Pour la suite, l’effondrement de la demande extérieure ne signale rien de réjouissant. Le baromètre des exportations a déjà chuté en avril à un niveau qui n’avait plus été observé depuis la dernière crise financière. S’y ajoute la tendance au renforcement du franc, qui n’a pu être contenu que grâce aux interventions toujours plus massives sur les marchés des changes effectuées par la BNS depuis mars, rappelle Credit Suisse.

«Nous ne sommes qu’au début d’une période difficile.
Les prochains trimestres le seront encore davantage.»

Credit Suisse anticipe un redressement de la croissance du produit intérieur brut (PIB) de 3,5% en 2021, après une contraction similaire (-3,5%) escomptée pour 2020. Le taux de chômage devrait se maintenir en moyenne à 3,5% l’an prochain, soit le même niveau que celui attendu pour cette année. Quant aux exportations de marchandises et services, la forte baisse escomptée pour cette année (-4%) devrait être suivie d’un net rebond de 7% en 2021. Malgré la reprise attendue l’an prochain, il ne faut pas s’attendre à ce que l’on revienne rapidement à la situation qui prévalait avant la crise du COVID-19: «en 2021, nous n’aurons pas encore retrouvé les niveaux affichés à fin 2019», prévient Maxime Botteron, économiste chez Credit Suisse. 
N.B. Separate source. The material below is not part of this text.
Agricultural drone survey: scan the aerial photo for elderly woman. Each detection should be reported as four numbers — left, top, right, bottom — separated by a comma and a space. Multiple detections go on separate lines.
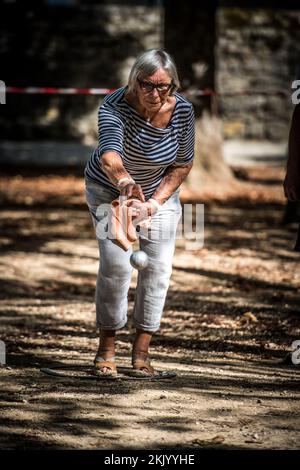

L’industrie MEM est le deuxième secteur
d’exportations en Suisse.

La Suisse exporte chaque année pour 220 milliards de francs. La pharma/chimie se place en tête avec environ 45% de ce total, comparé à 30% pour l’industrie MEM, suivi par l’horlogerie avec 9%. Qu’attendre pour ces prochains trimestres? L’industrie MEM est entrée dans la crise ce printemps après avoir connu une année 2019 déjà difficile, caractérisée par une baisse de 4,5% de son chiffre d’affaires, a rappelé Philippe Cordonier, responsable pour la Suisse romande chez Swissmem. Seules les années 2017 et 2018 avaient été nettement plus favorables. Au premier trimestre 2020, la situation s’est encore détériorée avec un chiffre d’affaires en nette baisse (-5,7%) sur un an même si les entrées de commandes ont moins reculé (-2%). Le fait que les indices des directeurs des achats s’affichaient en rouge en avril presque partout dans le monde, alors qu’ils étaient déjà en territoire négatif en 2019 en Allemagne - premier partenaire commercial de la Suisse avec une part de 25,6% des exportations de l’industrie MEM -, n’annonce rien de bon. «Nous ne sommes qu’au début d’une période difficile. Les prochains trimestres le seront encore davantage», redoute Philippe Cordonier. En témoigne aussi le fait que deux autres importants marchés d’exportations important pour l’industrie suisse, à savoir la France avec une part de 5,1% et l’Italie avec 4%, ont déjà subi de très fortes chutes entre janvier et mars, soit 18% s’agissant de l’Hexagone et de 19,5% pour la Péninsule.

28% des entreprises sondées n’anticipent
un rétablissement de la situation qu’à partir de 2021.

Pour Swissmem, les prochains mois s’annoncent d’ores et déjà comme particulièrement difficile: «une crise majeure frappera l’industrie MEM à partir du deuxième trimestre», écrivait Swissmem dans un document de présentation. A la question de savoir quand les sociétés sondées prévoient que l’activité de leur entreprise se rétablira, seule une toute petite proportion (13%) anticipe un retour à meilleure situation à compter de juin 2020, tandis qu’un tiers (34%) escompte une amélioration dès le troisième trimestre et un quart durant le quatrième trimestre. Mais pour 28% des sondés, l’activité de leur entreprise ne se rétablira qu’à partir de 2021.